Dyadic Steenrod algebra and its applications

Abstract: First, by inspiration of the results of Wood \cite{differential,problems}, but with the methods of non-commutative geometry and different approach, we extend the coefficients of the Steenrod squaring operations from the filed $\mathbb{F}_2$ to the dyadic integers $\mathbb{Z}_2$ and call the resulted operations the dyadic Steenrod squares, denoted by $Jq^k$. The derivation-like operations $Jq^k$ generate a graded algebra, called the dyadic Steenrod algebra, denoted by $\mathcal{J}_2$ acting on the polynomials $\mathbb{Z}_2[\xi_1, \dots, \xi_n]$. Being $\mathcal{J}_2$ an Ore domain, enable us to localize $\mathcal{J}_2$ which leads to the appearance of the integration-like operations $Jq^{-k}$ satisfying the $Jq^{-k}Jq^k=1=Jq^kJq^{-k}$. These operations are enough to exhibit a kind of differential equation, the dyadic Steenrod ordinary differential equation.
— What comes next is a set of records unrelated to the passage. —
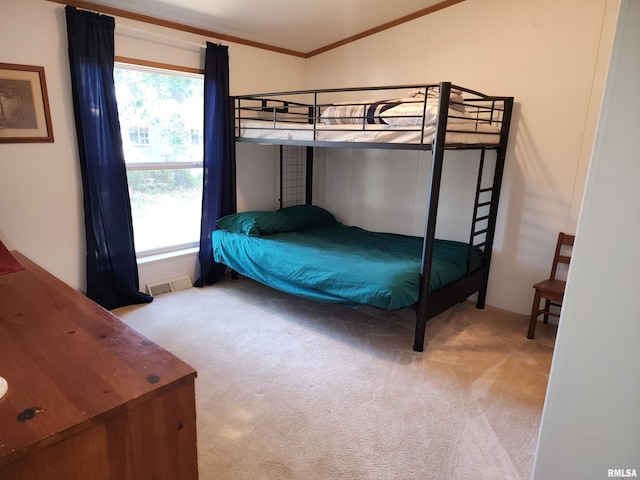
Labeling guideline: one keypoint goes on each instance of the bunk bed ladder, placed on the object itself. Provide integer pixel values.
(481, 217)
(296, 168)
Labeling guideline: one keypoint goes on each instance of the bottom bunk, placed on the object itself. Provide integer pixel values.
(304, 251)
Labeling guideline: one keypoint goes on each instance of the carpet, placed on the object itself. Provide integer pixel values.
(289, 388)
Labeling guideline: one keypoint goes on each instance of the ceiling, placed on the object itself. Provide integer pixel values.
(302, 26)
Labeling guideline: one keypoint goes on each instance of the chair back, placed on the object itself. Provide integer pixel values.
(563, 252)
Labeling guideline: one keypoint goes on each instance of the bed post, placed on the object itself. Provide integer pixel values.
(309, 177)
(501, 154)
(437, 155)
(233, 173)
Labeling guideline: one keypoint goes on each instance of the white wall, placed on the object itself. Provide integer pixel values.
(551, 56)
(591, 418)
(41, 211)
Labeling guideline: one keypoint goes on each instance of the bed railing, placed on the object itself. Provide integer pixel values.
(395, 116)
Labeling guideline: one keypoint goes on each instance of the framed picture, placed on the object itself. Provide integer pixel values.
(24, 106)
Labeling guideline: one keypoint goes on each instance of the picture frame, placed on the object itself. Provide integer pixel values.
(24, 105)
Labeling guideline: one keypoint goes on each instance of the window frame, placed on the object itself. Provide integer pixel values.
(155, 67)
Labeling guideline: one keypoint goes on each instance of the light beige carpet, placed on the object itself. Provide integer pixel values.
(290, 388)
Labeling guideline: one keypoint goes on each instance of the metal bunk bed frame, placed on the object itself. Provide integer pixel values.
(482, 230)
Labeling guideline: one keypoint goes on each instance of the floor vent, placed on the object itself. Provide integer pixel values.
(166, 286)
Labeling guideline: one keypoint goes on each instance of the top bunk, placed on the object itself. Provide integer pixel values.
(414, 117)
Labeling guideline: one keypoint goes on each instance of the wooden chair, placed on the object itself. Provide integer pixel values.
(552, 289)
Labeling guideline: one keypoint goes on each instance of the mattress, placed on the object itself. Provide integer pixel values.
(343, 264)
(464, 133)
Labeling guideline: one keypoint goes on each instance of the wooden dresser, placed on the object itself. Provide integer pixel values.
(88, 397)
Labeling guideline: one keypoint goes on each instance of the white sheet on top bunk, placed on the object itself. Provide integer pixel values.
(471, 132)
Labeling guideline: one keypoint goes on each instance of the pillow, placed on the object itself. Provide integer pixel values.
(308, 216)
(257, 223)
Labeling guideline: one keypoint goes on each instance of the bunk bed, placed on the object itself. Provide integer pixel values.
(281, 248)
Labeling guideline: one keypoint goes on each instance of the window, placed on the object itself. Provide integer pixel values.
(162, 111)
(139, 135)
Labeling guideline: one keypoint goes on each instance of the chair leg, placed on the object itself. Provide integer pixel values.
(535, 311)
(547, 307)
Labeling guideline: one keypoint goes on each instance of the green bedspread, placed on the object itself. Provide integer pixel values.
(341, 264)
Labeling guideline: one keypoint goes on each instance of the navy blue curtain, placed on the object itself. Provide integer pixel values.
(112, 273)
(218, 194)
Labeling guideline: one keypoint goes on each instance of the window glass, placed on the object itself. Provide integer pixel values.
(162, 111)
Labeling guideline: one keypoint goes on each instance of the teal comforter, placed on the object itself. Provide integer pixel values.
(341, 264)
Then we prove that the completion of $\mathbb{Z}_2[\xi_1, \dots, \xi_n]$ in the linear transformation norm coincides with a certain Tate algebra. Therefore, the rigid analytic geometry is closely related to the dyadic Steenrod algebra. Finally, we define the Adem norm $| \ |_A$ in which the completion of $\mathbb{Z}_2[\xi_1, \dots, \xi_n]$ is $\mathbb{Z}_2\llbracket\xi_1,\dots,\xi_n\rrbracket$, the $n$-variable formal power series. We surprisingly prove that an element $f \in \mathbb{Z}_2\llbracket \xi_1,\dots,\xi_n\rrbracket$ is hit if and only if $|f|_A<1$. This suggests new techniques for the traditional Peterson hit problem in finding the bases for the cohit modules.